Donation Banner: Intrusive or Reasonable?

  • Central issue: LibreOffice adds a recurring donation banner in the Start Center / transition screen.
  • Some see it as non-intrusive, appearing rarely in unused UI space, similar to shareware-era nags.
  • Others argue it “significantly impairs usability” and that tools should not display fundraising inside the app at all.
  • A subgroup insists it must be suppressible in enterprise deployments; some suggest enterprises should pay to remove it.

Tone of the Official Response

  • Many criticize the blog post’s framing (“overreacting”) as defensive, unprofessional, and antagonistic toward users.
  • Others defend the tone as measured and necessary pushback against entitlement and bullying of volunteers.
  • There’s debate over whether publicly calling out “the media,” other projects, and “comments” is good communications practice.

Comparisons to Wikimedia, Mozilla, and Others

  • Several argue Wikimedia’s fundraising is a bad comparison: its banners are seen as deceptive, intrusive, and relentless, harming goodwill.
  • Some contrast with Thunderbird or KDE-style occasional prompts, which are perceived as modest and effective.
  • Concern that not recognizing the problems with Wikimedia’s tactics undermines confidence in LibreOffice’s judgment.

Funding Open Source & User Entitlement

  • Many support donation prompts as necessary to sustain unglamorous but essential software like office suites.
  • Others express “donation/tip fatigue” and resentment at constant asks across the web.
  • Strong thread about users demanding “free, ad-free, nag-free” software while resisting all realistic funding models.

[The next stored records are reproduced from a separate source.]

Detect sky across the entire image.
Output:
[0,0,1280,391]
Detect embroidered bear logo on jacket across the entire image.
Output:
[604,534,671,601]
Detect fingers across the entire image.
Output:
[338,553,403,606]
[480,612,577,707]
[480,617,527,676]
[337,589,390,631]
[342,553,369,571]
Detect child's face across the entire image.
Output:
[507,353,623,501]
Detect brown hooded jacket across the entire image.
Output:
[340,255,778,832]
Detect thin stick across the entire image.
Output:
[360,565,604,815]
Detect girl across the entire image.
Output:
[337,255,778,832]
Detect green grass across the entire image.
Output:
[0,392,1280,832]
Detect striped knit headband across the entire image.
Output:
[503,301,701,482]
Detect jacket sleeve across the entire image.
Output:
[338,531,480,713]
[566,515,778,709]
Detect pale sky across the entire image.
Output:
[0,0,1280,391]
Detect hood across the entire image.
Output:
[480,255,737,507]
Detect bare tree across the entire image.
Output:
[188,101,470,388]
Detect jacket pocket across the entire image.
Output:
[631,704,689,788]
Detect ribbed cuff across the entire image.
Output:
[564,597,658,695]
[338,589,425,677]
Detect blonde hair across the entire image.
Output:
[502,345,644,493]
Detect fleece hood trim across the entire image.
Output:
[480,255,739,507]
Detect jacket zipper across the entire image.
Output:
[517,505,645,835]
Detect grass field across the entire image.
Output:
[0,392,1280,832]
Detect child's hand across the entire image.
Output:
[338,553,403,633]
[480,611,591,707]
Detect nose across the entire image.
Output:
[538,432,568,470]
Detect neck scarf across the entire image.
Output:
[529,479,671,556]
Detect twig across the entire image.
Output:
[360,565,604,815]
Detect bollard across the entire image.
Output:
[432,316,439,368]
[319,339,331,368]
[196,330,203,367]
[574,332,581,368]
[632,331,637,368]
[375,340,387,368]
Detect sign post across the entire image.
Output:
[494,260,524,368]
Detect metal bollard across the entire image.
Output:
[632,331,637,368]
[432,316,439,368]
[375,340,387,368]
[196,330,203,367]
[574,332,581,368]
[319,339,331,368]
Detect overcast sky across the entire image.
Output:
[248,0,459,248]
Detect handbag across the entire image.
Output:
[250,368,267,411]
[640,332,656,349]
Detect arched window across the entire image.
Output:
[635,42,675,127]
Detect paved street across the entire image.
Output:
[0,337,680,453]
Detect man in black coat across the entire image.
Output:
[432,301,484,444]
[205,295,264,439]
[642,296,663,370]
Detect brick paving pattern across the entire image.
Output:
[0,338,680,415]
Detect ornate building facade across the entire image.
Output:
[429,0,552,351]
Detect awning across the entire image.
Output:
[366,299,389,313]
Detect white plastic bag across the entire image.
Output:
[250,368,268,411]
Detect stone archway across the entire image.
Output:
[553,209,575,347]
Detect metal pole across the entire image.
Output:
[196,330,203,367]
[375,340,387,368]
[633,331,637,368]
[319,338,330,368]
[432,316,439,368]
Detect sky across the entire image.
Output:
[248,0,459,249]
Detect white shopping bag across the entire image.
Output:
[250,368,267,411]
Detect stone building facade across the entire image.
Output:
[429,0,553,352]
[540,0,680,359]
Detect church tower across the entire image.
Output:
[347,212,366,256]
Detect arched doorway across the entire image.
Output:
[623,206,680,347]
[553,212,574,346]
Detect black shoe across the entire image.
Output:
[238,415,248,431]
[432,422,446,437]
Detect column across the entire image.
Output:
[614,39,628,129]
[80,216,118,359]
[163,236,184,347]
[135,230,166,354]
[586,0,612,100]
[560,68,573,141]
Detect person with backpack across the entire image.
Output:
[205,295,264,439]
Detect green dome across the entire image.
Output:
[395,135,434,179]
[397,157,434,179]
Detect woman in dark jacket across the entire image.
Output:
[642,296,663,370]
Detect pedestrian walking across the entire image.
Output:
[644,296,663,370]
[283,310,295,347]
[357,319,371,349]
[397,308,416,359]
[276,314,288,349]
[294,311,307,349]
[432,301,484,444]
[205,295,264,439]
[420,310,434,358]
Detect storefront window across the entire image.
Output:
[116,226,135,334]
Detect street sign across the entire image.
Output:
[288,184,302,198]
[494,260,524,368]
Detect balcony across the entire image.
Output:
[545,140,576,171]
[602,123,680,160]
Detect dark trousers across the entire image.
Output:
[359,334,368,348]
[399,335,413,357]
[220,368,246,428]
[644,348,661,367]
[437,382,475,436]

Usability, Start Center, and Actual Impact

  • Several note they rarely see the Start Center, launching documents or sub‑apps directly; for them, the banner is irrelevant.
  • Others stress the Start Center is crucial for beginners and thus a prime fundraising location.
  • Unclear how large or visually dominant the new banner is; some link to old screenshots and question whether anything major changed.

Trust, Slippery Slopes, and Governance

  • Some fear a WMF/Mozilla-style “downward slope” from small nags to aggressive monetization and non-core agendas.
  • Others argue distrust stems from years of “enshittification” elsewhere, unfairly spilling onto community projects like LibreOffice.
  • A few suggest governments and enterprises that rely on LibreOffice should fund it directly, reducing pressure to nag end users.